Chief Information Security Officer (UC), Chief Executive Office - California State Association of Counties : Job Details

Date Posted: March 7, 2025

Salary: $163,996.80 to $255,048.36

Description:

The CEO of Los Angeles County is seeking a well-qualified candidate with a successful track record of leading security strategies for large complex organizations to serve as the new Chief Information Security Officer (CISO). This unclassified position reports to the County's Chief Information Officer and is responsible for coordinating information and providing executive leadership to integrate Countywide security-related programs designed to protect all County IT systems and data, through subordinate CIO staff and department designated Information Security Officers.

The CISO should have extensive, up-to-date technical knowledge in information systems, detailed knowledge of security technologies and best practices, and enterprise-level experience with the use of appropriate security controls and methods. They must also have extensive knowledge of IT security and related policy issues, as well as the ability to develop and maintain effective interpersonal relationships with internal and external managers, IT technical staff, legal and privacy staff, and related industry experts. The CISO represents the County's interests before State and federal agencies and regulatory bodies and serves as the official Health Insurance Portability and Accountability (HIPAA) Information Security Officer for the County.

It is critical for the CISO to have very strong collaboration and interpersonal skills. Although most of the County's 38 departments' administrative units manage and operate independently within their internal IT environments, the CISO is responsible for working collaboratively with those departments to laterally strategize and ensure security governance and regulatory compliance, policy development and management, and security training and awareness development.
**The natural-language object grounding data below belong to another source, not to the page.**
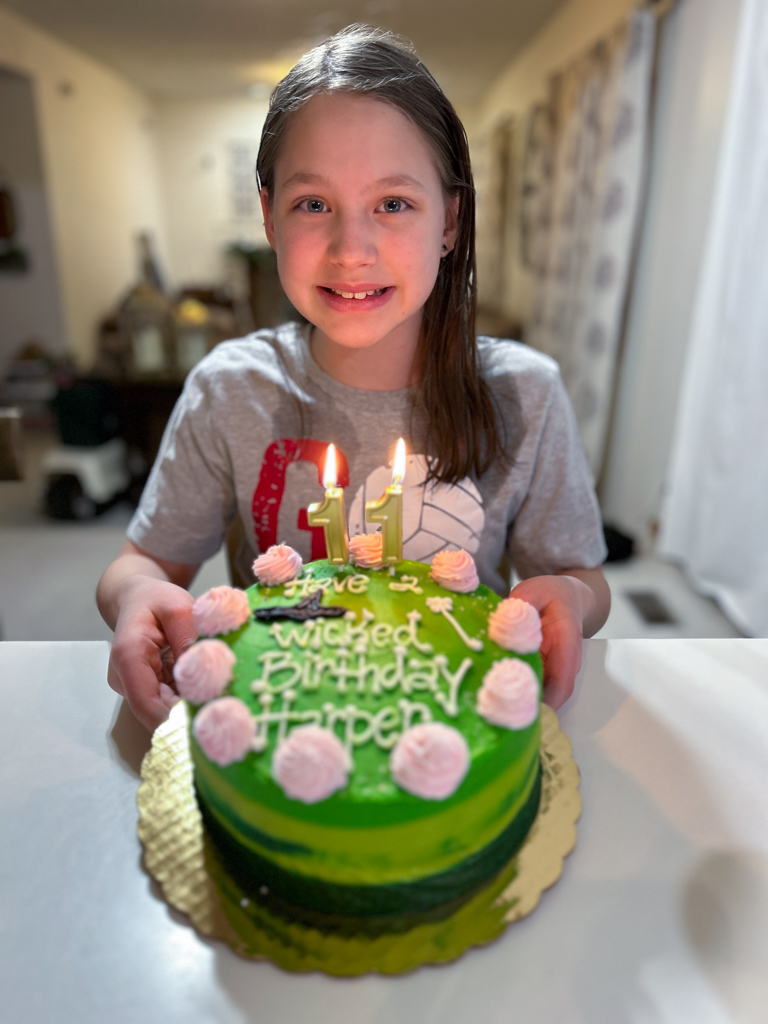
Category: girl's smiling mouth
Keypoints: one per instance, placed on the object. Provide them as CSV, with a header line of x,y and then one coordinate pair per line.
x,y
346,297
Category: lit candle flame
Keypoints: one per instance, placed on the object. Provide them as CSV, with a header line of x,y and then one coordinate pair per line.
x,y
398,464
329,473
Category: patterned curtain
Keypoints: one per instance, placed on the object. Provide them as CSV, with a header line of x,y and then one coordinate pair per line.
x,y
582,190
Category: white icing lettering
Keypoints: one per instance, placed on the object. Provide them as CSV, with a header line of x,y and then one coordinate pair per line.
x,y
450,704
407,583
443,606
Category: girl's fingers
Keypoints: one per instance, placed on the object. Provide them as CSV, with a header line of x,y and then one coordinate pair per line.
x,y
562,659
135,671
177,627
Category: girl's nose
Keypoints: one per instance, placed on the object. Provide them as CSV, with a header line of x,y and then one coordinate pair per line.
x,y
352,242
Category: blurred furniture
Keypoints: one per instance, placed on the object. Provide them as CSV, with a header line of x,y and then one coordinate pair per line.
x,y
11,463
660,913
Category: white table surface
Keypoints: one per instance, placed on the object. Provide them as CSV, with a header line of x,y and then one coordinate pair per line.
x,y
660,915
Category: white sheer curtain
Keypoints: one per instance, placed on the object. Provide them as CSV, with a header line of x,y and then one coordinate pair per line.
x,y
600,121
715,517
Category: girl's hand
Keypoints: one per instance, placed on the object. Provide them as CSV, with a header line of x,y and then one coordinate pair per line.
x,y
154,628
572,605
143,599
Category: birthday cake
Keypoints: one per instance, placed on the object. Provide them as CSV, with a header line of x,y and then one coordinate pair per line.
x,y
365,740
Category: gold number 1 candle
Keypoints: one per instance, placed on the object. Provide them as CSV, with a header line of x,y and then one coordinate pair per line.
x,y
330,513
388,510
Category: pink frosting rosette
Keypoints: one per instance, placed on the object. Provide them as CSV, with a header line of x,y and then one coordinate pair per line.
x,y
515,625
455,570
220,609
310,764
204,670
430,760
509,694
366,550
279,564
224,730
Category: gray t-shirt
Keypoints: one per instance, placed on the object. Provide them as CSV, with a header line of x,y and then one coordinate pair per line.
x,y
249,434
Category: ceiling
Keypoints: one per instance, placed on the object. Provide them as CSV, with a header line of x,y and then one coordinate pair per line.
x,y
219,47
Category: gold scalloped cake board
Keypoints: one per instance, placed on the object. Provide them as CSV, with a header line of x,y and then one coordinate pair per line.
x,y
177,854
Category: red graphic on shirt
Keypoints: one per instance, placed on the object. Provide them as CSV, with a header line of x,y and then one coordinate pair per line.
x,y
268,494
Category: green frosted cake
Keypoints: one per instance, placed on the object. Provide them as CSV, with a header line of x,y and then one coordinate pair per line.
x,y
366,754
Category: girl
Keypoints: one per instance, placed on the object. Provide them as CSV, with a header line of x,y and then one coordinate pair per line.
x,y
368,200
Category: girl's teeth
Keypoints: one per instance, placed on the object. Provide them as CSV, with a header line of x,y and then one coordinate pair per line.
x,y
357,295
Under the authority of the CIO, the CISO directs countywide security initiatives and team to manage and mitigate information security threats. Additionally, the CISO is expected to work alongside the new Cyber Governance and Operations Branch (CGO), which operates under the authority of one of the County's departments, the Internal Services Department (ISD). As the CGO operates independently from the CISO, it is critical for the CISO to be able to work effectively with the CGO, which has five areas of operational focus: endpoints, secure access, data center, security analytics, and governance. The ISD's CGO provides centralized cybersecurity operations to all County departments in these areas. As such, it is critical for the CISO to be able to partner with the CGO to further align, strategize, and strengthen the security direction of the County.

Minimum Qualifications:

A Bachelor's Degree from an accredited college or university in Computer Science, Information Systems, Public or Business Administration, or a related field AND:

REQUIRED LICENSE: A valid California Class “C” Driver's License or the ability to utilize an alternative method of transportation when needed to carry out job-related essential functions.

DESIRABLE QUALIFICATIONS:

• A current Certified Information Systems Security Professional (CISSP) certification issued by the International Information Systems Security Consortium, Certified Information Security Manager (CISM) issued by the Information Systems Audit and Control Association, Certified in Risk and Information Systems Control (CRISC) issued by the Information Systems Audit and Control Association or other comparable security accreditation/certification.
• Demonstrated knowledge and experience in IT planning and governance, and risk management.
• Demonstrated working knowledge of government regulations and laws related to information security.
• Excellent oral and written communication skills with an ability to adapt approach, language, and style to different audiences.
• Demonstrated ability to serve as an effective member of a leadership team and direct information security and cyber risk initiatives across a federated organization.
• Demonstrated collaboration and team-building skills and the ability to build consensus around challenging topics.
• Demonstrated ability to lead and mature an enterprise-level security program that addresses changes to the threat landscape.